Is there a way to analyse the irregular time-series in R? Or do I need to convert them to be regular somehow? If so, is there a simple way to do this?

有没有办法分析R中的不规则时间序列?或者我是否需要将它们转换为常规?如果是这样,有没有一种简单的方法可以做到这一点?

1 个解决方案

#1


13  

I have analysed such irregular data in the past using an additive model to "decompose" the seasonal and trend components. As this is a regression-based approach you need to model the residuals as a time series process to account for lack of independence in the residuals.

我过去使用加法模型分析了这些不规则数据,以“分解”季节和趋势成分。由于这是一种基于回归的方法,因此您需要将残差建模为时间序列过程,以说明残差中缺乏独立性。
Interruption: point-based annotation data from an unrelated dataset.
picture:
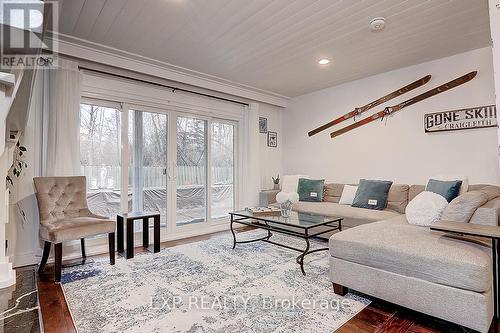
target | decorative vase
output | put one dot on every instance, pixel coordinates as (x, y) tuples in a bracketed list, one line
[(286, 208)]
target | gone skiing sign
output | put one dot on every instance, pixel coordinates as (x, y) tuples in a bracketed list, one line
[(478, 117)]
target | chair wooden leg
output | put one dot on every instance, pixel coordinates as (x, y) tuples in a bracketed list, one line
[(58, 262), (82, 243), (339, 289), (111, 241), (45, 256)]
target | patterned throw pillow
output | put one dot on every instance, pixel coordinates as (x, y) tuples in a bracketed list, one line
[(311, 190), (372, 194)]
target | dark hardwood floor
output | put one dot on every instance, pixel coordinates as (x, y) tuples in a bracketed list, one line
[(378, 317)]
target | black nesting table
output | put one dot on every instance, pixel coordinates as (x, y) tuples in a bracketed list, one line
[(301, 225), (130, 218)]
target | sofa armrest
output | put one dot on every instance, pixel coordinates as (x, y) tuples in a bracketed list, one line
[(267, 197), (487, 214)]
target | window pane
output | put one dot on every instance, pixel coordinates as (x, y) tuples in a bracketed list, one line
[(191, 170), (148, 132), (100, 157), (222, 159)]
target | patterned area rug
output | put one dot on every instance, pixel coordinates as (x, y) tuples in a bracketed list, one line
[(208, 287)]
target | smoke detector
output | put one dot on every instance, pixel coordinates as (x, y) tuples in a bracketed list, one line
[(377, 24)]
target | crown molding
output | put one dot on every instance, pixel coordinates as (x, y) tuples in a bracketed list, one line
[(83, 49)]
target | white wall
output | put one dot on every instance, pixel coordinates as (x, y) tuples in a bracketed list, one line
[(22, 233), (398, 150), (270, 158), (494, 6)]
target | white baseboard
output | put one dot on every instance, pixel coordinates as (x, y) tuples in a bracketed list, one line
[(25, 259)]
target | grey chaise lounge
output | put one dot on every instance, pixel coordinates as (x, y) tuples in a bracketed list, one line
[(430, 272)]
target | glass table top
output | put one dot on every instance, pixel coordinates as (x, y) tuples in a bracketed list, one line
[(304, 220)]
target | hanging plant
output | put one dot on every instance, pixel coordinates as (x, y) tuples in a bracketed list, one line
[(18, 165)]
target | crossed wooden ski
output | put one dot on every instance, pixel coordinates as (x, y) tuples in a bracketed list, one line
[(391, 109), (358, 111)]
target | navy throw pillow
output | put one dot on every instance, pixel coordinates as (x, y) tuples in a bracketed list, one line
[(372, 194), (448, 189)]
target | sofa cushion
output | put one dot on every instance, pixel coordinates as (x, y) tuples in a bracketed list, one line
[(372, 194), (464, 206), (395, 246), (291, 183), (338, 210), (426, 208), (398, 197), (414, 191), (348, 195), (448, 189), (333, 192)]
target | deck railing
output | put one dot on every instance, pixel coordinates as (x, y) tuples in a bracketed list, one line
[(108, 176)]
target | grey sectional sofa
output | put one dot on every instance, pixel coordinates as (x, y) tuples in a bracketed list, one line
[(382, 255)]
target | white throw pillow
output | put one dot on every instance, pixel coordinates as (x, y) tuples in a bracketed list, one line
[(426, 208), (291, 183), (348, 194), (465, 181)]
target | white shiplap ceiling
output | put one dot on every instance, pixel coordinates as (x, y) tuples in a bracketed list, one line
[(275, 44)]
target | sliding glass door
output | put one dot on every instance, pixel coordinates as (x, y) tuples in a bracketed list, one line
[(222, 169), (149, 138), (181, 165), (100, 130)]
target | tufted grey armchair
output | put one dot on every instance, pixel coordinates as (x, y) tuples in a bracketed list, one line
[(64, 215)]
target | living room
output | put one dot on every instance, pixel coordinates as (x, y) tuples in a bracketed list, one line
[(250, 166)]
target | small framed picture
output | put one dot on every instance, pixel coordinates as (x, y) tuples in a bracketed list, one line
[(272, 139), (262, 125)]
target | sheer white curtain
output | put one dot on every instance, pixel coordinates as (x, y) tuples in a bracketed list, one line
[(250, 161), (62, 120)]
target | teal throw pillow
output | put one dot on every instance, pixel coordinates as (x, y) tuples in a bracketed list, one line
[(372, 194), (310, 189), (448, 189)]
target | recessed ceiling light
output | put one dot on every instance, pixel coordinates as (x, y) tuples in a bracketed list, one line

I used the mgcv package for these analysis. Essentially the model fitted is:

我使用mgcv包进行这些分析。基本上拟合的模型是:

require(mgcv)
require(nlme)
mod <- gamm(response ~ s(dayOfYear, bs = "cc") + s(timeOfSampling), data = foo,
            correlation = corCAR1(form = ~ timeOfSampling))

Which fits a cyclic spline in the day of the year variable dayOfYear for the seasonal term and the trend is represented by timeOfSampling which is a numeric variable. The residuals are modelled here as a continuous-time AR(1) using the timeOfSampling variable as the time component of the CAR(1). This assumes that with increasing temporal separation, the correlation between residuals drops off exponentially.

这适用于季节变量dayOfYear中的循环样条用于季节性术语,趋势由timeOfSampling表示,该变量是数字变量。这里使用timeOfSampling变量作为CAR(1)的时间分量将残差建模为连续时间AR(1)。这假设随着时间间隔的增加,残差之间的相关性呈指数下降。

I have written some blog posts on some of these ideas:

我写了一些关于其中一些想法的博客文章:

  1. Smoothing temporally correlated data
  2. 平滑时间相关的数据
  3. Additive modelling and the HadCRUT3v global mean temperature series
  4. 添加剂建模和HadCRUT3v全局平均温度系列

which contain additional R code for you to follow.

其中包含额外的R代码供您遵循。

#1


13  

I have analysed such irregular data in the past using an additive model to "decompose" the seasonal and trend components. As this is a regression-based approach you need to model the residuals as a time series process to account for lack of independence in the residuals.

我过去使用加法模型分析了这些不规则数据,以“分解”季节和趋势成分。由于这是一种基于回归的方法,因此您需要将残差建模为时间序列过程,以说明残差中缺乏独立性。

I used the mgcv package for these analysis. Essentially the model fitted is:

我使用mgcv包进行这些分析。基本上拟合的模型是:

require(mgcv)
require(nlme)
mod <- gamm(response ~ s(dayOfYear, bs = "cc") + s(timeOfSampling), data = foo,
            correlation = corCAR1(form = ~ timeOfSampling))

Which fits a cyclic spline in the day of the year variable dayOfYear for the seasonal term and the trend is represented by timeOfSampling which is a numeric variable. The residuals are modelled here as a continuous-time AR(1) using the timeOfSampling variable as the time component of the CAR(1). This assumes that with increasing temporal separation, the correlation between residuals drops off exponentially.

这适用于季节变量dayOfYear中的循环样条用于季节性术语,趋势由timeOfSampling表示,该变量是数字变量。这里使用timeOfSampling变量作为CAR(1)的时间分量将残差建模为连续时间AR(1)。这假设随着时间间隔的增加,残差之间的相关性呈指数下降。

I have written some blog posts on some of these ideas:

我写了一些关于其中一些想法的博客文章:

  1. Smoothing temporally correlated data
  2. 平滑时间相关的数据
  3. Additive modelling and the HadCRUT3v global mean temperature series
  4. 添加剂建模和HadCRUT3v全局平均温度系列

which contain additional R code for you to follow.

其中包含额外的R代码供您遵循。